Handelingen

Tibet

Uit Wiki Munten en papiergeld

Tibet, voormalige republiek, sinds 1965 Chinees autonoom gebied in het westen van de Volksrepubliek in Centraal-Azië. Sinds de 8e eeuw ontwikkelde zich in dit gebied een vorm van Boeddhisme, het Lamaïsme. In de 16e eeuw verkreeg de geestelijke leider de titel Dalai Lama. Eind 17e eeuw werd Tibet onderhorig aan China, doch door verzwakking van het rijk werd Tibet weer onafhankelijk, waarbij het profiteerde van de bufferpositie tussen de Russen en de Engelsen in India. In 1950-51 werd Tibet door China bezet hetgeen in 1959 leidde tot een mislukte opstand en een ware exodus waarbij de 14e Dalai Lama met ongeveer 100.000 landgenoten naar India vluchtte.

De vroegste muntcirculatie in Tibet bestond uit munten van het naburige Nepal. Vanaf ca. 1720 werden in Nepal speciale emissies voor circulatie in Tibet geslagen. Na een conflict met Nepal dat voor ca. 150 jaar in de muntcirculatie van Tibet had voorzien, openden de Tibetanen in 1791 een eigen Munt die echter reeds twee jaar later werd gesloten. In 1792 openden de Chinezen een Munt te Lhasa waar tot 1836 een Sino-Tibetaanse muntslag plaatsvond. Spoedig daarna heropende het Tibetaanse bewind haar eigen Munt en continueerde deze tot 1953.
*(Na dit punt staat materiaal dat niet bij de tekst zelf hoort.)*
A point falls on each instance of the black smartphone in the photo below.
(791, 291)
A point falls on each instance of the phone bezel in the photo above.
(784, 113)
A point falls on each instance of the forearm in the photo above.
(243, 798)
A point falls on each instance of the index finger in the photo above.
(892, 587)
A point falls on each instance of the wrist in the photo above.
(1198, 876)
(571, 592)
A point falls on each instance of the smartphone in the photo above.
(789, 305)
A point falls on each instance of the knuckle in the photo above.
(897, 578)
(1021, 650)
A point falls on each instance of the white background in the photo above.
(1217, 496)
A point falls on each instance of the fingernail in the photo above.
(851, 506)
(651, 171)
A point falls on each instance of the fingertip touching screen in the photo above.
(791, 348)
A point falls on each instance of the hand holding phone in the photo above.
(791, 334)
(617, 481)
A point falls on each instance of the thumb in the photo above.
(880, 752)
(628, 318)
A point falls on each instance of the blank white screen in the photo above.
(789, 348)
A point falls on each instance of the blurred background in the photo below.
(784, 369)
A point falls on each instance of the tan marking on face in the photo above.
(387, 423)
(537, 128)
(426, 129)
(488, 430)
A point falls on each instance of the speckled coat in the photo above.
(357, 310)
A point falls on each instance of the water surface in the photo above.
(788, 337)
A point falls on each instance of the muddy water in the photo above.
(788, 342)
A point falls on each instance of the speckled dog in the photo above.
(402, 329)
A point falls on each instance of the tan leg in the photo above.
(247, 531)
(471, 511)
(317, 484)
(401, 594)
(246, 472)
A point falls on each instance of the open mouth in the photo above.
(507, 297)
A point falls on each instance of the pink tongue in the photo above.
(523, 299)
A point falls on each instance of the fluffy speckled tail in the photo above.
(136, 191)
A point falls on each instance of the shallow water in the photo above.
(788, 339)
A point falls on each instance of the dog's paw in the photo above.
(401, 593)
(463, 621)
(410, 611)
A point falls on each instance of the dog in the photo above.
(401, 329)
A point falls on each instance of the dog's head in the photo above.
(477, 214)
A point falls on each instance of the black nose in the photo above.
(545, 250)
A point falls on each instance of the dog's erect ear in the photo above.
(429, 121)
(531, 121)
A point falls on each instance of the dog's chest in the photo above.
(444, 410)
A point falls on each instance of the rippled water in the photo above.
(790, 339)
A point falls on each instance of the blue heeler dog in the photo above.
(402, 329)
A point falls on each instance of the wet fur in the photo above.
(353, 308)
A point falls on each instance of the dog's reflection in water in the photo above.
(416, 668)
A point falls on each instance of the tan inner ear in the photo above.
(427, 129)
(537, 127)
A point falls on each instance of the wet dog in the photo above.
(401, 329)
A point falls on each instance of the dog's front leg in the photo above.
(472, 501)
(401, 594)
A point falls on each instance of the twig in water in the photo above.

Het monetaire systeem was als volgt samengesteld: 15 skar = 1½ sho = 1 tangka; 10 sho = 1 srang. De muntslag bestond, behoudens een emissie van 20 srang in goud (1918-1921), uitsluitend uit koper en zilver. Ten behoeve van de handel met Sinkiang zijn vanaf 1902 in de provincie Szechuan roepies geslagen (1 roepie = 3 tangka) waarvan de beeldenaar aan de Brits-Indiase roepie met het portret van koningin Victoria is ontleend. Deze Szechuan roepie, ook wel Tibetaanse dollar genoemd, is in miljoenenoplage en in een steeds lager zilvergehalte, tot 1942 geslagen en verdrong de Brits-Indische roepie als de handelsmunt bij uitstek voor de Tibetaanse regio.

Voor hogere denominaties gebruikte men lokaal vervaardigd papiergeld dat zich kenmerkt door een eenvoudige druktechniek met een grote variëteit aan afmetingen en kleuren. Vanaf de introductie in 1912 tot 1945 was de waardeaanduiding van het papiergeld in tam (15 srang = 50 tam). Na 1945 werden voor het papiergeld coupures in srang gehanteerd.

L.

Lit.:

Gabrisch, K., Geld aus Tibet, Winterthur 1990.